Zizao diz que seu time é verde, mas nada a ver com Palmeiras: "O tom é diferente. Sou corintiano" (Foto: Alexandre Lozetti)
Se no Corinthians o jogador era motivo de curiosidade por onde passava, em Pequim ele protagoniza cenas quase surreais para quem encara os boleiros como seres inalcançáveis. Em frente ao estádio onde seu clube jogaria horas depois, enquanto fazia comparações entre as torcidas chinesa e brasileira, recebeu um aceno de um rapaz que andava de bicicleta.
- É o nosso goleiro! - exclamou.
A concentração fica no mesmo complexo esportivo. Pela manhã, os atletas têm permissão para breves passeios. Na mesma calçada, numa barraca de produtos piratas do Guoan, foi assediado pelos vendedores e somente dois torcedores. O uniforme, aliás, é verde. Mas...
- Não é do Palmeiras, é outro tom (risos). Eu sou corintiano, e quando estou em campo, só penso em jogar futebol, não dou atenção a esses detalhes.
Fiz dois gols em jogos seguidos. No primeiro, tirei a camisa. No segundo, tirei o calção (risos). Acho que foi porque quero jogar mais"
Zizao
O leque de opções de diversão não é tão amplo. Até mesmo o entretenimento eletrônico é restrito, já que famosas redes sociais como o Facebook têm acesso bloqueado à população chinesa. Natural da província de Guangdong, onde ainda vivem a mãe e a irmã, grávida de oito meses, Zizao gosta de sair com os amigos para comer e cantar no karaokê.
O programa musical esconde frustrações. Além de ter que admitir não ser dos mais talentosos com o microfone, ele lamenta a falta de canções brasileiras no repertório. Qual ele gostaria de cantar?
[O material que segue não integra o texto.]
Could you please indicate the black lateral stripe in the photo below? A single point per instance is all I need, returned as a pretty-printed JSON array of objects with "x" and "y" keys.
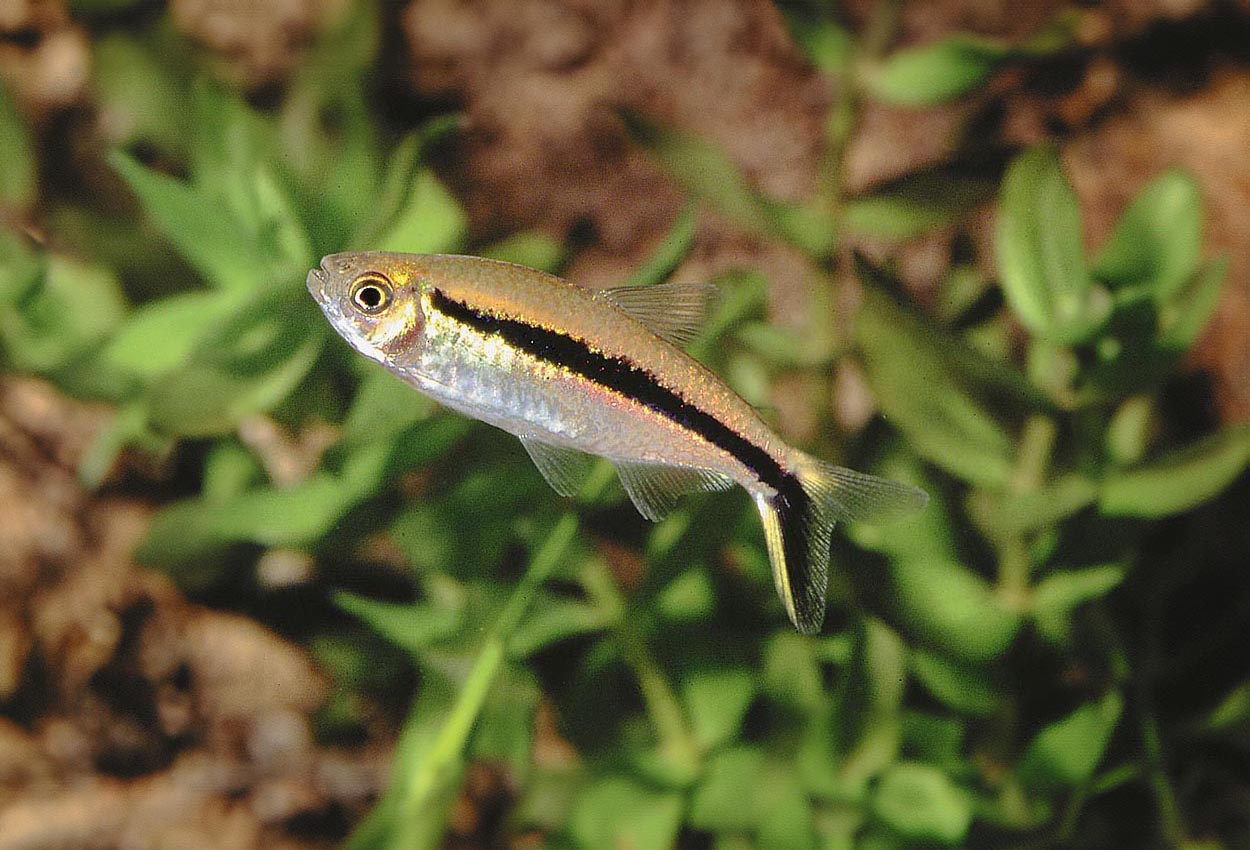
[{"x": 630, "y": 380}]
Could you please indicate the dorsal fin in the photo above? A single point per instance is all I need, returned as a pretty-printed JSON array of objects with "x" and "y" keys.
[
  {"x": 655, "y": 488},
  {"x": 564, "y": 469},
  {"x": 674, "y": 311}
]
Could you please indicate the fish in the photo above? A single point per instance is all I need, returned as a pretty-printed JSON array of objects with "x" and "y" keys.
[{"x": 578, "y": 373}]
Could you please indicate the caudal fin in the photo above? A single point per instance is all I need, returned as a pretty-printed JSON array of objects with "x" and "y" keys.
[{"x": 799, "y": 524}]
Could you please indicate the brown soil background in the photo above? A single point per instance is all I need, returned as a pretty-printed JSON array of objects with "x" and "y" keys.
[{"x": 136, "y": 719}]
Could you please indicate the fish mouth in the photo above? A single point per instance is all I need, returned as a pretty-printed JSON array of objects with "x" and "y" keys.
[{"x": 316, "y": 281}]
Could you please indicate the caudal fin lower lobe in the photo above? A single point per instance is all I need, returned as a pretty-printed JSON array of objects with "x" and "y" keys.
[{"x": 799, "y": 525}]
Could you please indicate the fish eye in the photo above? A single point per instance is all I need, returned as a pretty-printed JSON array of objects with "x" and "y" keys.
[{"x": 371, "y": 293}]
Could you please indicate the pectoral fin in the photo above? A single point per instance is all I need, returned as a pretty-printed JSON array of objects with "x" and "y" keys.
[
  {"x": 655, "y": 488},
  {"x": 564, "y": 469}
]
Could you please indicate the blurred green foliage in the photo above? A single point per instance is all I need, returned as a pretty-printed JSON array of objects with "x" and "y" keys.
[{"x": 925, "y": 718}]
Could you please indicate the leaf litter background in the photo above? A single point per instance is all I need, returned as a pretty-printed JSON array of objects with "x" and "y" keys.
[{"x": 251, "y": 586}]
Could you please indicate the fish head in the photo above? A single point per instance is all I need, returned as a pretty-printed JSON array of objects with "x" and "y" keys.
[{"x": 374, "y": 300}]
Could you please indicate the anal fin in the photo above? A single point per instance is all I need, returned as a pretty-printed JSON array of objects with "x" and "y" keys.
[
  {"x": 564, "y": 469},
  {"x": 655, "y": 488}
]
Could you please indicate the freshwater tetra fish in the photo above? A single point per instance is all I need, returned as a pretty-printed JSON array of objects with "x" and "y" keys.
[{"x": 576, "y": 373}]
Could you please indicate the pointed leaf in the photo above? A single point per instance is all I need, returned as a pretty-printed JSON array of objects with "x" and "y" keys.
[
  {"x": 920, "y": 803},
  {"x": 1041, "y": 260},
  {"x": 431, "y": 221},
  {"x": 1158, "y": 240},
  {"x": 1184, "y": 319},
  {"x": 618, "y": 811},
  {"x": 1179, "y": 480},
  {"x": 204, "y": 231},
  {"x": 935, "y": 73},
  {"x": 18, "y": 175},
  {"x": 1066, "y": 753}
]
- Nossa, nossa, assim você me mata... - responde, citando “Ai, se eu te pego”, de Michel Teló.
Enquanto o sonho de retornar ao Brasil para jogar futebol não se materializa, Zizao toma as medidas para passar férias. Já iniciou o processo de emissão do visto de entrada no país. Depois de novembro, quando terminar a liga chinesa, pretende embarcar para rever a praia e conhecer muitos outros lugares.
Fã da culinária brasileira, ele lamenta não encontrar açaí e feijoada em sua terra natal. Deliciar-se com essas iguarias faz parte do roteiro das férias de Zizao, que também poderá incluir paqueras, já que ele terminou o namoro com a mesatenista Gui Lin, atleta do Palmeiras, e reencontros, até mesmo com o agora são-paulino Pato.
- Eu fico feliz com os gols que ele marca porque torço pelo sucesso dele - salientou o atacante, ainda de sorriso aberto por saber que o Corinthians havia vencido o Sport por 3 a 0, horas antes.